With 15 years of data to study, researchers at Project Implicit have found little to no change in the biases of test subjects.

“People thought that now with Barak Obama getting so much exposure in the media, things might change,” said Project Implicit researcher Calvin Lai, a doctoral student at University of Virginia. “Our sample of 100,000 people did not show a decrease over time. In fact, it’s been quite stable over the last 10 years.”

Marcus, who has used the Implicit Association Test on students in classes he’s taught at Simmons College, says people are often surprised to find they have a pro-white bias.

“People are blown away by it,” he said. “But how else can you know your implicit biases?

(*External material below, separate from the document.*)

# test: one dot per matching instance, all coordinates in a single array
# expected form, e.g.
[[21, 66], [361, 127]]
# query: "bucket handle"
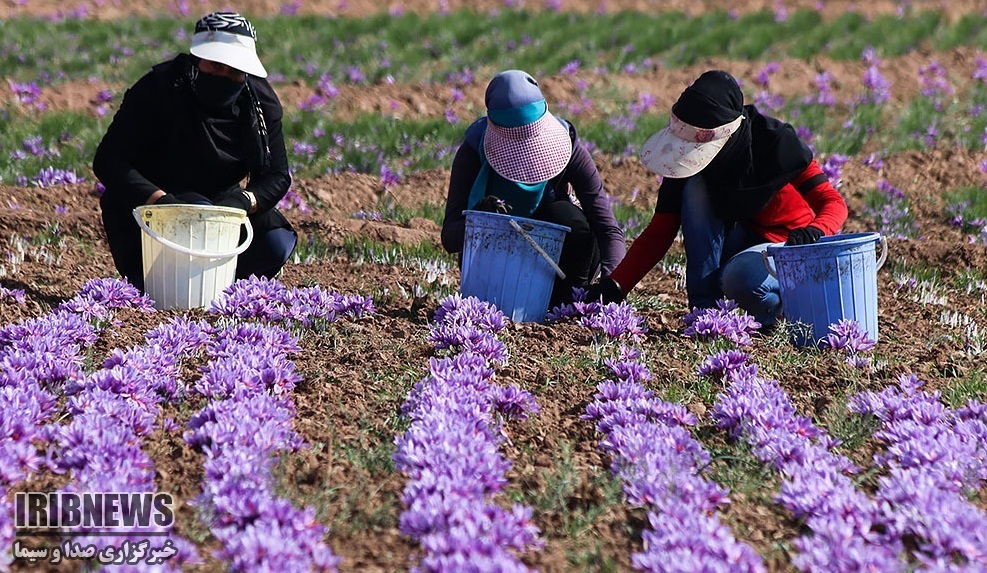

You can’t change something you don’t know exists.”

While there have been many research projects examining whether race biases are hard-wired into the human psyche, researchers at Project Implicit say biases can be overcome with conditioning.

“There is plenty of evidence that implicit biases are malleable over time,” says Project Implicit researcher Carlee Beth Hawkins, a doctoral student at the Center for Decision Research at the University of Chicago. “Young people have different biases than older people.”

Researchers have made some progress in examining how to manage biases in certain situations.

“Implicit bias is more likely to occur when you’re dealing with an ambiguous situation, like choosing between two job candidates with identical credentials,” said Project Implicit’s Calvin Lai. “That’s when your racial biases can lead you to weigh some criteria more than others.”

Lai says removing ambiguities, time pressure and stress from decision-making processes reduces the likelihood that people will make biased decisions.

“The less subjectivity you put into a decision, the less likely you are to make a biased decision,” he said.